Given some of the discussion that has been taking place on an earlier post, I thought I would pass on this link to an interesting article by biologist Frans de Waal in today’s edition of “The Stone” (a philosophy forum from The New York Times). The entire article is worth reading as I think he touches on a number of very important points (including the limits of science), but I was especially drawn to one particular section.

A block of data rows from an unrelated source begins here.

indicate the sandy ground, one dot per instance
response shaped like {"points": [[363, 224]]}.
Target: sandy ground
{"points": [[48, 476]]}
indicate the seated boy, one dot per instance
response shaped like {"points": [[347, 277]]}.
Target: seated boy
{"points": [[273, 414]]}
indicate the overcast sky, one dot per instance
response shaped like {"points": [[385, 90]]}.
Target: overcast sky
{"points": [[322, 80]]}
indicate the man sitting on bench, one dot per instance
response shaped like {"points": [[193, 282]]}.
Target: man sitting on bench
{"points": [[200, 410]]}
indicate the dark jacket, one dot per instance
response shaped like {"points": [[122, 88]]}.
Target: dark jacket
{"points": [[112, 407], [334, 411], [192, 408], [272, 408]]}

While de Waal has observed a good deal of what might be called altruistic behaviour from primates, he stops short of equating this with human morality. For de Waal, human morality is qualitatively different than behaviour observed in primates, and this qualitative difference is inextricably bound up with religion (it’s a longish quote but, again, very intriguing and relevant to recent conversations around here):

At the same time, however, I am reluctant to call a chimpanzee a “moral being.” This is because sentiments do not suffice. We strive for a logically coherent system, and have debates about how the death penalty fits arguments for the sanctity of life, or whether an unchosen sexual orientation can be wrong. These debates are uniquely human. We have no evidence that other animals judge the appropriateness of actions that do not affect themselves. The great pioneer of morality research, the Finn Edward Westermarck, explained what makes the moral emotions special: “Moral emotions are disconnected from one’s immediate situation: they deal with good and bad at a more abstract, disinterested level.” This is what sets human morality apart: a move towards universal standards combined with an elaborate system of justification, monitoring and punishment.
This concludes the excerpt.